DNA is made up of monomers called nucleotides

DNA is made up of monomers called nucleotides. Nucleotides consist of a pentose sugar, a phosphate group, and a nitrogen base. Nucleotides are combined together to form tow long spiral strands to make a double helix .the double helical structure contains two complementary polynucleotide chains twisted, in which the bases are on the inside and the sugar-phosphate backbone on the outside, the two strands are known to be antiparallel(run in opposite directions) Mainly, there are 4 different types of nitrogen bases: Adenine(A), Thymine(T), Guanine(G), and Cytosine(C).the order of the bases in the DNA sequences form genes and it is how genetic information is stored which tell cells how to make proteins that carry out most of the activities within a cell.
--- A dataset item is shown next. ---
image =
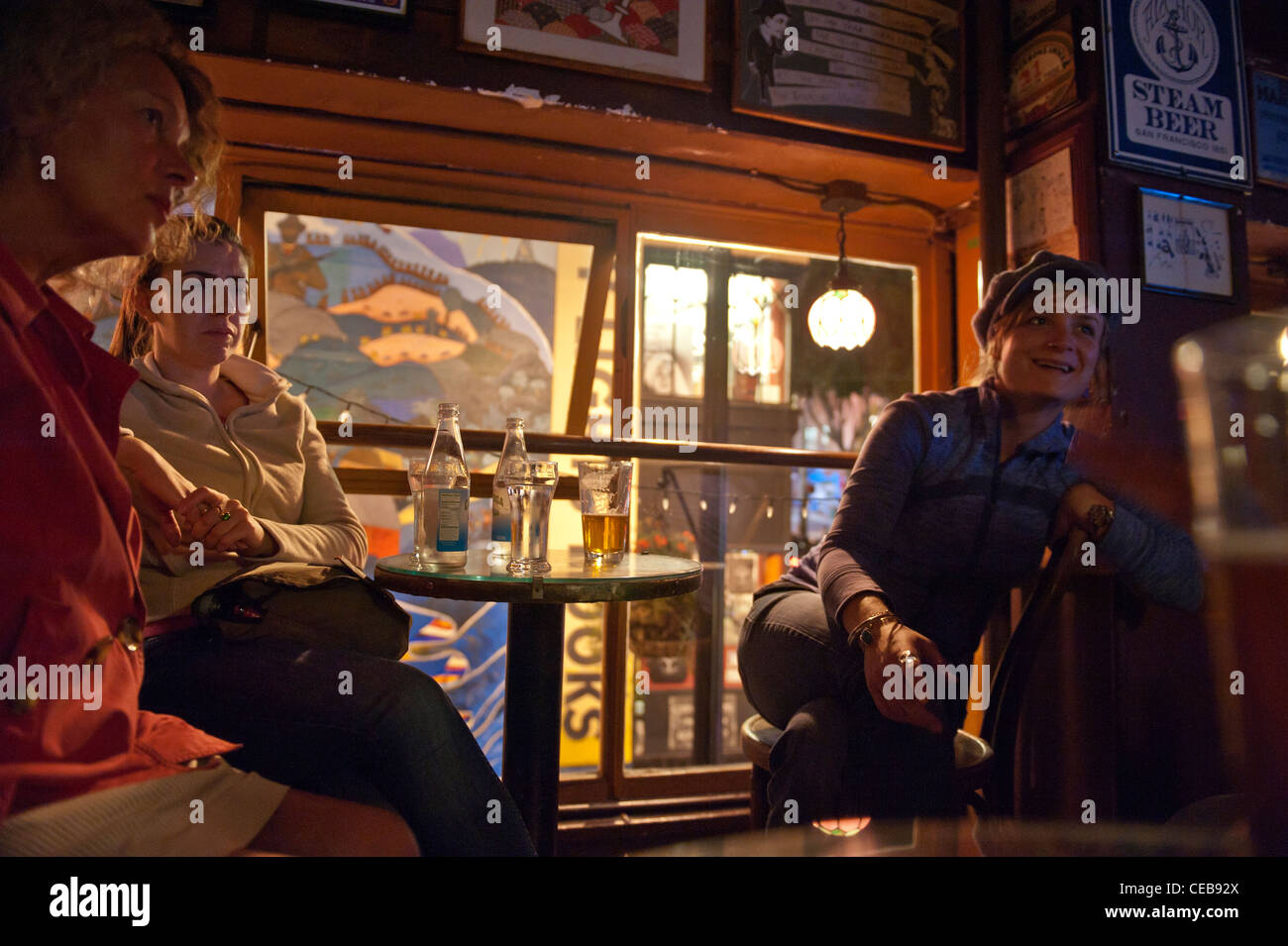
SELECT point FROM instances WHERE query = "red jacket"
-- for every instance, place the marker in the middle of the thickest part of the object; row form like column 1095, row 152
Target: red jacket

A gene called ATP7B which is roughly 78 kilo bases long contains 21 exons and 20 introns with a cytogenic location: 13q14.3 provides instructions for making Copper-transporting ATPase protein. This protein is found in the liver, kidney, and brain and it transports copper from the liver to other organs; furthermore, copper-transport ATPase is essential for removing the excess copper from the body. More than 600 pathogenic variants in ATP7B have been recognized, with missense mutations being the most common. Mutations in the ATP7B gene cause Wilsons Disease, which is a rare autosomal recessive inherited disorder of copper metabolism. The condition is specialised by excessive deposition copper in different organs and tissues. In WD the liver does not exert the copper correctly and copper builds up and become toxic in the liver, brain, eyes and other organs. Overtime high levels of copper might lead to life-threatening organ damage. If WD is recognized in an early stage, damage to the affected organs could be minimized and lifelong neuropsychiatric, hepatic and systemic disabilities could be prevented. WD is analysed dependent on clinical indications and biochemical identification of copper metabolic disorder. Unfortunately, in early stages some patients could not be diagnosed because they do not exhibit the typical findings, and clinical manifestations vary notably among patients, thus genetic testing is believed to be the most efficient way to diagnose both symptomatic and presymptomatic patients.